The study also finds cancer accounts for only 5 percent of total U.S. medical costs, and that has not changed in the last few decades.
"I will say I'm a bit surprised," said Dr. Len Lichtenfeld of the American Cancer Society, who said he would have expected the proportion of cancer costs to rise.
The researchers also found that private insurers now cover a greater share of cancer treatment costs -- about 50 percent -- while patients' out-of-pocket costs have fallen over the past two decades.
Though taken aback by some of the findings, Lichtenfeld and other experts did not dispute the study, which compared medical cost data from the late 1980s with that of the early 2000s. But they said the picture surely has changed in the past several years.
The study is being called the first to combine national cancer costs for all types of payers and see how they've changed.
It found that cancer treatment costs rose from nearly $25 billion in 1987 to more than $48 billion by the end of 2005.
The rise in costs is mainly because of an increase over 20 years in how many cancer patients there are, said the study's lead author, Florence Tangka of the U.S. Centers for Disease Control and Prevention.
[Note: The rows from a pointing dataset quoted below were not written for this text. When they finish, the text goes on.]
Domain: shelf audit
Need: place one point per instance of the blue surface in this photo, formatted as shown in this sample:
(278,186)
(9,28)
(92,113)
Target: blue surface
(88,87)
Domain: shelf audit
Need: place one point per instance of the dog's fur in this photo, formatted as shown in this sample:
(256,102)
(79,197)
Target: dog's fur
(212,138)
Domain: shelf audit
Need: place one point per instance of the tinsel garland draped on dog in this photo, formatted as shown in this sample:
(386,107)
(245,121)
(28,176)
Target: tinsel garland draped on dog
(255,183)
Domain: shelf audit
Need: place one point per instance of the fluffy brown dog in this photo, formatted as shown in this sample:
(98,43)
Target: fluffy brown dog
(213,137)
The study did not offer precise estimates of how the number of people treated for cancer changed from the late 1980s to the early 2000s. But it showed dramatic increases in the number of cancer cases covered by the government's Medicare and Medicaid programs. Medicare, which covers the elderly and disabled, consistently has covered about one-third of the nation's cancer costs. Medicaid accounts for only 3 percent.
Better and more advanced treatments mean more people with cancer are remaining alive, so the spending increases represent money well spent, said Kenneth Thorpe, a health policy researcher at Emory University.
"It seems like we're buying increases in survival," Thorpe said.
The study is being published in Cancer, a medical journal of the American Cancer Society.